- Born: Los Angeles, California, U.S.
- Education: Brooks Institute
- Occupations: Screenwriter; film director;
- Years active: 1989–present

= Rob Hedden =

American screenwriter and film director (born 1954)

Rob Hedden is an American screenwriter and film director.

==Early life==
Hedden was born in Los Angeles, California, and raised in Laguna Beach. While a student at Laguna Beach High School, he began making short films. Hedden enrolled at Orange Coast College, studying film and music, subsequently transferring to the Brooks Institute to study film.

==Career==
After graduating, Hedden worked for around seven years for Universal Studios. He wrote and directed his first feature film Friday the 13th Part VIII: Jason Takes Manhattan (1989), which polarized critics, with Leonard Maltin dubbing it "The best film in the Friday series, imaginatively directed and written by Hedden" yet Entertainment Weekly labeling the film the eighth-worst sequel ever made.

Hedden is known for such films as You May Not Kiss the Bride as well as The Condemned and Clockstoppers, both of which he co-produced. He also wrote and directed the TV movies The Colony, Alien Fury: Countdown to Invasion (2000), directed and co-wrote Dying to Live (1999) and directed the USA TV movies Any Place but Home (1997) and Kidnapped in Paradise (1999). He was interviewed in a 2013 documentary film Crystal Lake Memories: The Complete History of Friday the 13th.
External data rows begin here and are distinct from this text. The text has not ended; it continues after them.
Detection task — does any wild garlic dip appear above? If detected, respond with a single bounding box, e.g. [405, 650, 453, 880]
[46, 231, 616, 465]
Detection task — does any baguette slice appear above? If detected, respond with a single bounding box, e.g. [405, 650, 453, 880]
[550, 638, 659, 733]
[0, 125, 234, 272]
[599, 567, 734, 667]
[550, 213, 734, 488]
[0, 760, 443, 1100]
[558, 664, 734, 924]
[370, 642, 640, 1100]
He is a graduate of the Brooks Institute of Photography in Santa Barbara, California.

==Awards==
What Is Brazil? (1985), his documentary film on the making of Terry Gilliam's acclaimed film Brazil, earned a CINE Eagle Award and a C.I.N.D.Y. Award, and was selected for exhibition at the Smithsonian Institution.

Rob Hedden also wrote, directed and co-produced the independent feature Boxboarders! The comedy won the "Outstanding Achievement in Filmmaking" award at the 2007 Newport Beach Film Festival and was nominated for "Best Picture" at the 2007 Hollywood Giffoni International Film Festival.